2.2 FUNÇÃO POSITIVISTA DO DIREITO

 

A perspectiva positivista do Direito, como destacado por José Adércio Leite Sampaio (2005), enfatiza a necessidade de um sistema normativo claro e estruturado que fortaleça a autoridade do Estado. Nesse contexto, o Direito positivado serve como um instrumento de fortalecimento do ente estatal, assegurando que as liberdades individuais e coletivas estejam subordinadas a um conjunto de regras preestabelecidas. Isso é crucial para a manutenção da ordem e da segurança jurídica, elementos essenciais para o desenvolvimento de uma sociedade justa e equitativa.

 

2.3 LIBERDADES MODERNAS E O ESTADO MÍNIMO

 

O conceito de liberdades modernas está intrinsecamente ligado à ideia de um Estado mínimo, onde a intervenção estatal é limitada e as liberdades individuais são amplamente garantidas. No entanto, essa liberdade não é absoluta e deve ser exercida dentro dos limites impostos pelo Direito. O equilíbrio entre a liberdade individual e a autoridade estatal é fundamental para garantir que a liberdade de um não interfira nos direitos de outro, promovendo assim um ambiente de respeito mútuo e cooperação social.

 

2.4 TRADIÇÃO E PRÁTICAS COSTUMEIRAS

 

Antônio Carlos Wolkmer (2008) argumenta que a lei reflete a presença de um direito ordenado baseado na tradição e nas práticas costumeiras, que são essenciais para a coesão grupal. O Direito, portanto, não é uma entidade estática, mas uma construção dinâmica que evolui com a sociedade, incorporando valores e normas que emergem das práticas sociais e culturais. Esse aspecto histórico e cultural do Direito reforça sua legitimidade e eficácia, pois as normas legais são vistas como um reflexo dos valores compartilhados pela comunidade.

 

3. TEORIA DOS PRINCÍPIOS

 

Na lição de Ricardo (2016), “os princípios figuram como os pressupostos necessários de um sistema particular de conhecimento e a condição de validade das demais asserções que integram um dado campo do saber humano”. Os princípios servem ao esclarecimento do sentido, do alcance e da aplicação da norma jurídica, tornando-a plenamente aplicável. Assim é que, diferentemente das regras, as quais “disciplinam uma situação jurídica determinada, para exigir, proibir, facultar uma conduta em termos definitivos” (Ricardo, 2016), os princípios são norteadores em abstrato, detendo, portanto, sentido amplo.

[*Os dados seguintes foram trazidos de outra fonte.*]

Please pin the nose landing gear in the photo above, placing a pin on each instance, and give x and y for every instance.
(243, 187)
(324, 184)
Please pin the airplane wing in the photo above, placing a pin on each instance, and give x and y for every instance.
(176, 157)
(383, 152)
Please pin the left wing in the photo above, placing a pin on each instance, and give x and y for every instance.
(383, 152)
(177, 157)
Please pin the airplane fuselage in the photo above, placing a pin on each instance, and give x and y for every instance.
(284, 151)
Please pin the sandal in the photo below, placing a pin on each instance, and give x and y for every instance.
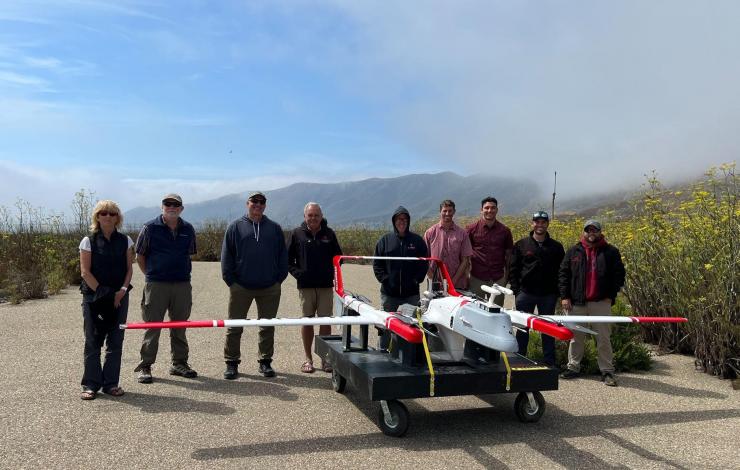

Sobre essa diferenciação, cabe advertir, por intermédio do autor Robert Alexy (2008), que existe uma notada semelhança e dessemelhança entre as regras e os princípios. Aquele episódio decorre do fato de que “tanto as regras quanto os princípios são normas, porque ambas dizem o que deve ser” (Alexy, 2008). Esse, por sua vez, é originado ao se referir ao “mandamento”. Alexy (2008) aponta que os princípios são “normas que ordenam que algo seja realizado na maior medida possível, dentro das possibilidades jurídicas e fáticas existentes”. Por outro lado, pelo entendimento desse autor, compreende-se que as regras “são normas que são sempre ou satisfeitas ou não satisfeitas. Se uma regra vale, então, se deve fazer aquilo que ela exige” (Alexy, 2008).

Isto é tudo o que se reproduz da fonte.